Era Splitting paper and code are now open source and available online.
Implementation: GitHub - jefferythewind/scikit-learn-erasplit
Notebooks: GitHub - jefferythewind/era-splitting-notebook-examples: Example Notebooks to Replicate Experiments from Era Splitting Paper
Quant Club: https://www.youtube.com/watch?v=HOmHxuRQy18
This project was a deep dive into the inner workings of one of our favorite ML algorithms: gradient boosted decision trees, but is applicable to decision tree-based models in general. In this new algorithm, which you can install via the second link above, we incorporate the era-wise information into two new splitting criteria: era splitting and directional era splitting. Details are outlined in the paper and also the youtube feature from the Quant Club.
Since the Quant Club presentation, I’ve developed more the directional era splitting criterion, and I’ve applied the algorithm to another synthetic data set that is designed to test this kind of algorithm. It is called the synthetic memorization data set from the paper: * Learning explanations that are hard to vary*, by Parascandolo et. al.. This data set is designed to confound and befuddle naive ML models. A complex invariant swirl signal is embedded in the data along with simple spurious signals that shift from one era to another. In the test set the swirl remains but the spurious signals disappear completely. Naive models learn the spurious signals, and at test time performance is poor since they did not learn the invariant signal. Indeed this is what happens with common gradient boosted decision tree models. However with directional era splitting, we are able to perform almost perfectly on the test set, meaning our model has ignored the spurious signals and learnt the invariant swirl signal. Era splitting also performs better than the naive model. Here is an excerpt figure from the paper.

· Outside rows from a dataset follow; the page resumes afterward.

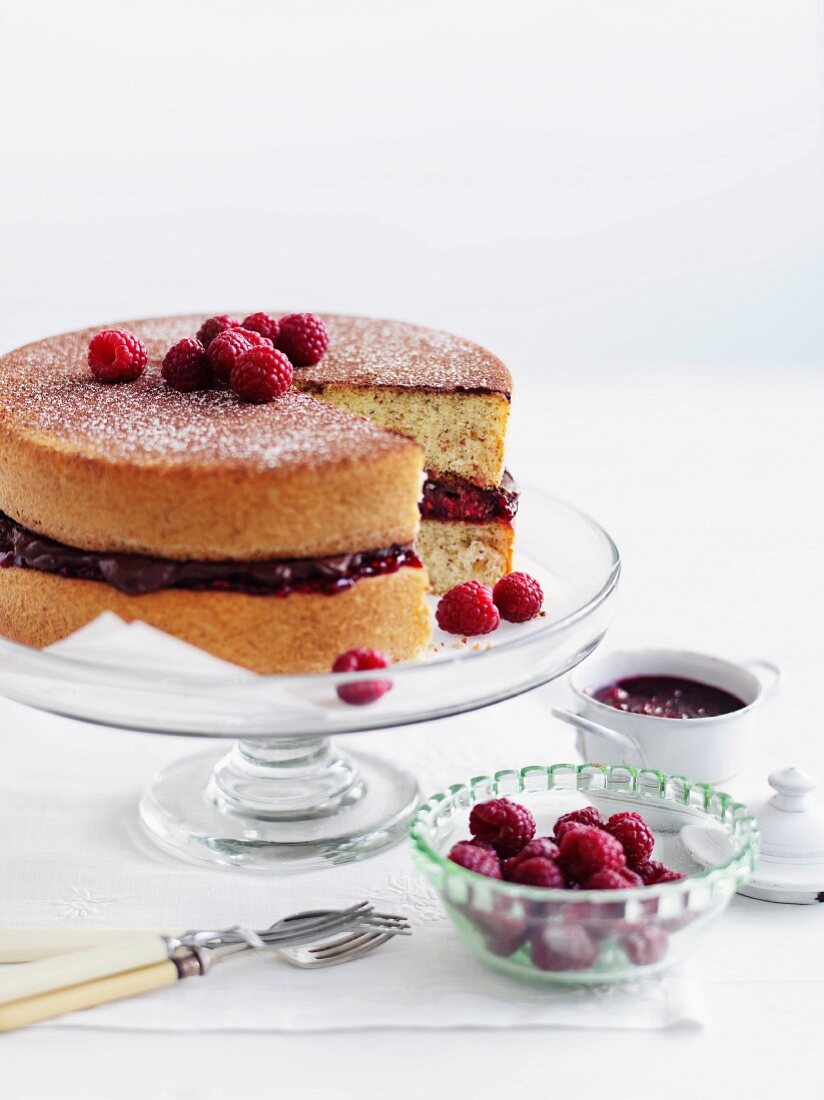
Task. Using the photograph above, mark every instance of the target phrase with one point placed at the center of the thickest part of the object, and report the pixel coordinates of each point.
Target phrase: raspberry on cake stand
(284, 798)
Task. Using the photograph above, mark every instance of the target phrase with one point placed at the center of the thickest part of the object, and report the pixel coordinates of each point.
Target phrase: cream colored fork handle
(31, 1010)
(42, 977)
(25, 945)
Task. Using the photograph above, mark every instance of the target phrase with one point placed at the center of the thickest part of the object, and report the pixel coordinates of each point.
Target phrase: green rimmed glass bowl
(586, 936)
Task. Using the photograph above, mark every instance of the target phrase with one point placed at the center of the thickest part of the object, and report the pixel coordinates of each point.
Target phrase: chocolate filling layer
(136, 574)
(456, 498)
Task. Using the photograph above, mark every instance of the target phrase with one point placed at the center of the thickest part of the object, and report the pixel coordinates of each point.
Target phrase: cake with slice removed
(452, 396)
(274, 536)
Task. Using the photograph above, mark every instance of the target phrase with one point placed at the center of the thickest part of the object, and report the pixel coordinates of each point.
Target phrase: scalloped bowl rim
(421, 845)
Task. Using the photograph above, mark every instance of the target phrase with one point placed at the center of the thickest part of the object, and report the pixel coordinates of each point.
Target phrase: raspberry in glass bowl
(597, 931)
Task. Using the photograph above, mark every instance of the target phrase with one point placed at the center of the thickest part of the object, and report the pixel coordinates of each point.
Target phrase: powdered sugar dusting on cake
(367, 352)
(46, 388)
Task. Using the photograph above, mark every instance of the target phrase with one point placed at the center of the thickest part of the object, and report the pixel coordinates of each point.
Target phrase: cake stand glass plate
(285, 798)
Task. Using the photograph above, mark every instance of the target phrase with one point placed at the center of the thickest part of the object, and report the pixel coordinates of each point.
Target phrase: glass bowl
(586, 936)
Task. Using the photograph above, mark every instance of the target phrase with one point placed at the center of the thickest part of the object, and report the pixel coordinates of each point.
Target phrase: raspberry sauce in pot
(662, 696)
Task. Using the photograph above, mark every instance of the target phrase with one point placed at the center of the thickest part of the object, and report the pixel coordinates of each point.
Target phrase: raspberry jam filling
(138, 574)
(456, 498)
(668, 697)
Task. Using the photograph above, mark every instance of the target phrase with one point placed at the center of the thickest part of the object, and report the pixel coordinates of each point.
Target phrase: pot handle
(592, 727)
(767, 672)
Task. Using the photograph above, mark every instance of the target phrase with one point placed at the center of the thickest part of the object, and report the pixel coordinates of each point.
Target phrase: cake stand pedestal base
(278, 806)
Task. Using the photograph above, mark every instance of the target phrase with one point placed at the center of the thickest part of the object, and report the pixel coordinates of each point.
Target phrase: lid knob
(792, 789)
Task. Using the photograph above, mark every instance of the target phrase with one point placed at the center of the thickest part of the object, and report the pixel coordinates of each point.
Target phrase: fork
(52, 987)
(334, 952)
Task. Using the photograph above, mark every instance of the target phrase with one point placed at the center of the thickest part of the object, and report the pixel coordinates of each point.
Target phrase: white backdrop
(567, 180)
(621, 197)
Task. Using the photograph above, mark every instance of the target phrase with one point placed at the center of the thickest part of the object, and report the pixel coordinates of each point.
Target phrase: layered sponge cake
(274, 536)
(452, 396)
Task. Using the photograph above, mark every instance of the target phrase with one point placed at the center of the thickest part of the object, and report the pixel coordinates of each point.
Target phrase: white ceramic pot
(707, 750)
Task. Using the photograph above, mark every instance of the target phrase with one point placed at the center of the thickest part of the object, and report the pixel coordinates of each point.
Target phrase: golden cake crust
(143, 469)
(303, 633)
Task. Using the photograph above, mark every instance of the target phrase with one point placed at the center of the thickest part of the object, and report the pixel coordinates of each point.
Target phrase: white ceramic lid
(791, 864)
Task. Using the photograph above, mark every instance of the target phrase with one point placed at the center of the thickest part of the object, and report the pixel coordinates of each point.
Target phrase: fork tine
(348, 946)
(367, 944)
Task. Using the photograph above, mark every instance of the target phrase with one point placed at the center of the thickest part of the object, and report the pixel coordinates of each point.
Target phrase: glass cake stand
(284, 798)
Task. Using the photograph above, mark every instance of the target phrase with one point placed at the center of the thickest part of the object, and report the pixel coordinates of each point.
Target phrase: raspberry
(263, 323)
(589, 815)
(608, 878)
(304, 338)
(215, 326)
(518, 597)
(359, 660)
(185, 366)
(633, 833)
(562, 947)
(538, 871)
(539, 846)
(503, 934)
(224, 351)
(506, 825)
(260, 375)
(652, 872)
(117, 355)
(585, 850)
(468, 608)
(646, 946)
(475, 859)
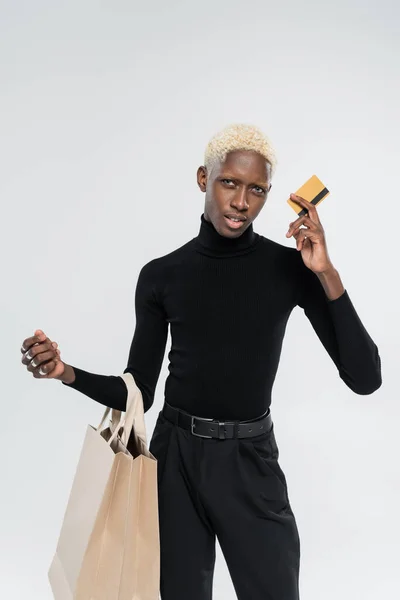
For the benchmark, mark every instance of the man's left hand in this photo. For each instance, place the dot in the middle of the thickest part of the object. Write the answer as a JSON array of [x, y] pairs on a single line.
[[310, 239]]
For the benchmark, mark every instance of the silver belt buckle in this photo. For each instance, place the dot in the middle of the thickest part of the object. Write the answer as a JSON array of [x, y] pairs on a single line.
[[198, 434]]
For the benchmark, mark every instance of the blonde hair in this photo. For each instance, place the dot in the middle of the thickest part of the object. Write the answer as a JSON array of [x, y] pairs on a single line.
[[239, 137]]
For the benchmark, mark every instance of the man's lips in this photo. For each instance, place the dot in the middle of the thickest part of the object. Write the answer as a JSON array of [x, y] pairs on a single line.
[[234, 224]]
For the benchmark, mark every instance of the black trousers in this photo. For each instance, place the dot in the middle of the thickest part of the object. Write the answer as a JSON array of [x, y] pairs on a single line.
[[234, 490]]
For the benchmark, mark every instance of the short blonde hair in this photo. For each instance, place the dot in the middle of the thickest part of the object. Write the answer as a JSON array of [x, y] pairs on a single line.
[[239, 137]]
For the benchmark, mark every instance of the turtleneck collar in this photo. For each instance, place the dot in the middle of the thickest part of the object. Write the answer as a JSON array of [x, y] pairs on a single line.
[[212, 243]]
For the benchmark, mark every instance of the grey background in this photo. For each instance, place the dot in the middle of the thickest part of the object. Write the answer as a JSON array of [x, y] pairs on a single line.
[[106, 108]]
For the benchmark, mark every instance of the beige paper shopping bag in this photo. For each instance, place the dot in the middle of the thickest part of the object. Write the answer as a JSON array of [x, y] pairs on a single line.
[[108, 548]]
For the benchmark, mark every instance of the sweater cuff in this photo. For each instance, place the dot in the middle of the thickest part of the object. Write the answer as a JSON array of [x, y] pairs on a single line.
[[344, 297], [75, 383]]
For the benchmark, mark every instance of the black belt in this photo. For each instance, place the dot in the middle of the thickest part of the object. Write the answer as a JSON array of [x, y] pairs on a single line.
[[212, 428]]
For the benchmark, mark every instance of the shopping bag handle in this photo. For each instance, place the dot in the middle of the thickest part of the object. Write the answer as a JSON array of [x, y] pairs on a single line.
[[133, 417]]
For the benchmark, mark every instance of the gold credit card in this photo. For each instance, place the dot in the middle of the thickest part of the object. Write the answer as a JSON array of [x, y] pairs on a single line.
[[313, 190]]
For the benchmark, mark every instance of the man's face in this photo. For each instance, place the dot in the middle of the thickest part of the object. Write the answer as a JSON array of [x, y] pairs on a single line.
[[237, 187]]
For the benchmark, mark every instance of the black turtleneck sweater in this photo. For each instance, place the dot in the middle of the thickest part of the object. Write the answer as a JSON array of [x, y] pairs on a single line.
[[227, 302]]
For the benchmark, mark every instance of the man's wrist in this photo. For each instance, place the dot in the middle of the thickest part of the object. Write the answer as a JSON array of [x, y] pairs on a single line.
[[331, 282], [68, 376]]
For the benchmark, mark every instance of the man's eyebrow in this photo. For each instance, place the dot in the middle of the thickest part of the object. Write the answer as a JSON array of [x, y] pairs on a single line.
[[228, 176]]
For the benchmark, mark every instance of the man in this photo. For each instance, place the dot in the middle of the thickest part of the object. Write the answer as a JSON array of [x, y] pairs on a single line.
[[227, 295]]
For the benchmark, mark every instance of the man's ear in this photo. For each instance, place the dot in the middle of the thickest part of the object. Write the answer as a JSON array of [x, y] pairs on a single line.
[[202, 178]]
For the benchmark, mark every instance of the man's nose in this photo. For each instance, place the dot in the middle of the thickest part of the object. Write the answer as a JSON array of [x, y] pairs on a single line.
[[240, 199]]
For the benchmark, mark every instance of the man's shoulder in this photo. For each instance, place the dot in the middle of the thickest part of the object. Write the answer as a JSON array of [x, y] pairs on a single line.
[[161, 264]]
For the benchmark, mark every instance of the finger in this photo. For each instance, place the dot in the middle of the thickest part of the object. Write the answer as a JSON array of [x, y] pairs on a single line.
[[304, 220], [35, 350], [41, 358], [311, 208], [28, 342]]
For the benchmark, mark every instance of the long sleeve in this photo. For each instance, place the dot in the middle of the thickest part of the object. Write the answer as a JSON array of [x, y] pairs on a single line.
[[146, 352], [342, 333]]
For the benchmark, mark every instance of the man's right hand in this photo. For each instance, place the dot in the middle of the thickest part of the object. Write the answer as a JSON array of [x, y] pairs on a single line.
[[42, 357]]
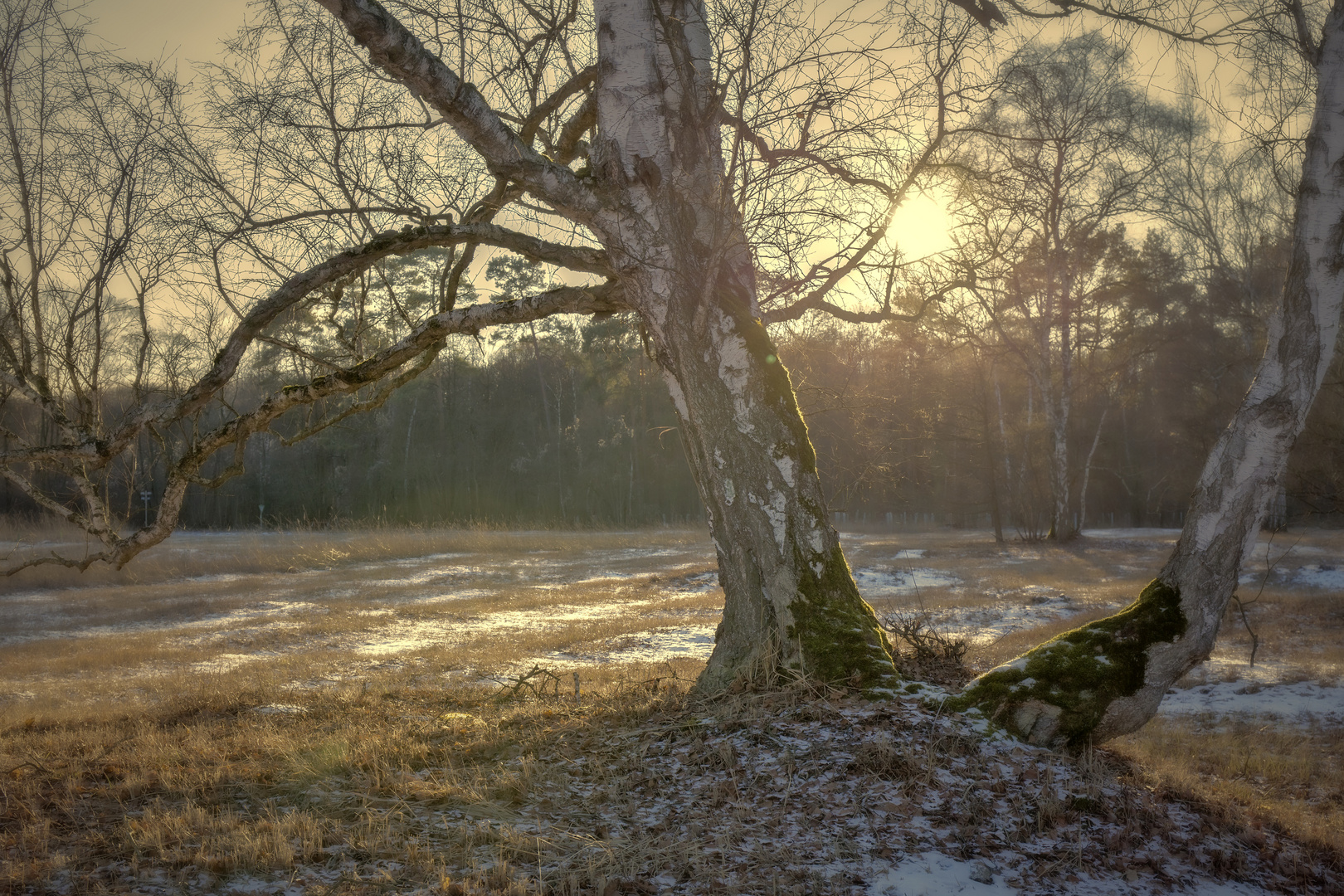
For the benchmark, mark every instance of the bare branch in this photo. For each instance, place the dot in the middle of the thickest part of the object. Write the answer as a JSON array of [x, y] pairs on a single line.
[[403, 56]]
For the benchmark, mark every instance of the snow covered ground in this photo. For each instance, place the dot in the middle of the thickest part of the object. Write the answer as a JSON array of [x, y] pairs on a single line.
[[816, 790]]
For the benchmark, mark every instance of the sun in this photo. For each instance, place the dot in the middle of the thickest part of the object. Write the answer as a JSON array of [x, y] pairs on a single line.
[[921, 227]]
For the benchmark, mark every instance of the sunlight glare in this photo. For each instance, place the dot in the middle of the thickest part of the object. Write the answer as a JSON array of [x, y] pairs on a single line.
[[921, 227]]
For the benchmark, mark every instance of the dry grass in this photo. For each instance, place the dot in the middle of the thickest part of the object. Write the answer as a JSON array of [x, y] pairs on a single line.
[[206, 786], [1288, 777], [139, 754]]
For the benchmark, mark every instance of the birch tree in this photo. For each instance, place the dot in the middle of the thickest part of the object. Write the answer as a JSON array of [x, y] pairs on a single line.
[[1109, 676], [702, 175]]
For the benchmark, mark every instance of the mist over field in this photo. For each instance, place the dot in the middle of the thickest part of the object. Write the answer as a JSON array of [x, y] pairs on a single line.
[[567, 448]]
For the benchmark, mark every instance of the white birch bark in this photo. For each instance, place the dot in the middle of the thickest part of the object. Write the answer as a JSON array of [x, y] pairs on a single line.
[[791, 601], [1109, 677], [660, 206]]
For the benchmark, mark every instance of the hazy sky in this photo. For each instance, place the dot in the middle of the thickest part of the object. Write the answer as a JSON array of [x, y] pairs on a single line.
[[152, 28]]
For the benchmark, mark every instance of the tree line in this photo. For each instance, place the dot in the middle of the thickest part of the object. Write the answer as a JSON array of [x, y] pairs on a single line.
[[570, 425]]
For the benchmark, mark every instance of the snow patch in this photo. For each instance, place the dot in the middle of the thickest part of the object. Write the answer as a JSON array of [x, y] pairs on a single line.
[[891, 582], [936, 874], [1320, 577], [1296, 702]]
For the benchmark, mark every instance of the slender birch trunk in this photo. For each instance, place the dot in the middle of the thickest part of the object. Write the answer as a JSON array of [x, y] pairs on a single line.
[[1108, 677]]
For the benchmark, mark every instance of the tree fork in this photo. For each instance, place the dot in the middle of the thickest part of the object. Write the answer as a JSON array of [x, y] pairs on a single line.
[[1108, 677]]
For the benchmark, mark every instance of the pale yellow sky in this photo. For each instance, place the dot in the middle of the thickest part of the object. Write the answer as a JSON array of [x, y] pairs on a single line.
[[188, 30]]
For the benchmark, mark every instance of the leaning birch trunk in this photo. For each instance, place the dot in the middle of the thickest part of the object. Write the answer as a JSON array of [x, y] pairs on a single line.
[[657, 199], [1108, 677], [791, 605]]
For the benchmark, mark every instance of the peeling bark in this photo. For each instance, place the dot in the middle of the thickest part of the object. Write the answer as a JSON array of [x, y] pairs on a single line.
[[791, 605], [1108, 677], [660, 206]]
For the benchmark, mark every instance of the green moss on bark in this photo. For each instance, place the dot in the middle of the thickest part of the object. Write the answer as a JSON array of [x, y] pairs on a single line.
[[836, 629], [1057, 694], [778, 387]]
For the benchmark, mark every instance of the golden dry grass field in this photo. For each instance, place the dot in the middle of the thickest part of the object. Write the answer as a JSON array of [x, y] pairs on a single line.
[[312, 712]]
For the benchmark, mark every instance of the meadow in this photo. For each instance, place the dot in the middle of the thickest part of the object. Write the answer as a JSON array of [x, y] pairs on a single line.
[[487, 711]]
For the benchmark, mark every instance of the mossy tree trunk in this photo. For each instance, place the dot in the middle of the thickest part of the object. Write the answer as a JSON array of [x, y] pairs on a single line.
[[791, 605], [1108, 677], [656, 197]]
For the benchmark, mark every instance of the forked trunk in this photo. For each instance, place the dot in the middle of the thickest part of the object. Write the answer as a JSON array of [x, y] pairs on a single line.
[[791, 605], [1108, 677]]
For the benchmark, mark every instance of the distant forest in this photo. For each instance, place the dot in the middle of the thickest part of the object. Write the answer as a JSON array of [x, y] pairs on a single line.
[[914, 423]]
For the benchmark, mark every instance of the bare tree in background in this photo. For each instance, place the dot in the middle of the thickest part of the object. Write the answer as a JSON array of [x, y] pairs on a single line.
[[1062, 153], [702, 173], [1109, 677]]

This good result comes on top of meaningful results on another synthetic data set (the shifted sine wave), as well as good results discussed in the Quant Club video on the Numerai data set. However our goal with this project was really to improve considerably on the baseline LGBM model that is used commonly in the example notebooks. We wanted to really blow it out of the water. This goal proved hard to achieve. I believe the ideas are worthwhile. I hope some member of the community and help push forward this research.
On major issue is that these new splitting techniques introduce increased time complexity on the order of the number of eras in the training data. We have to perform that many more operations per split to compute our desired criteria. Improving the algorithm to reduce this time complexity would make it much nicer to work with when you want to tackle big data sets like the Rain data with all the features and eras. For the Numerai result posted in the paper, it took a couple of days to train. However the toy examples in the notebooks are fast and easy to get started.
Why not try it out on your signals model? The era splitting helped mine out more than on the classic data. This also took less time to train since I use less features and a lower number of iterations.
Can we group eras together in a smart way to reduce the number of eras (computations) while improving the out of sample performance? This is an idea I played around with and seems to improve performance in certain cases. It seems like also a simple way to get speed up in run time.
Please let me know with any bugs or feedback, I’ll do my best to support the project.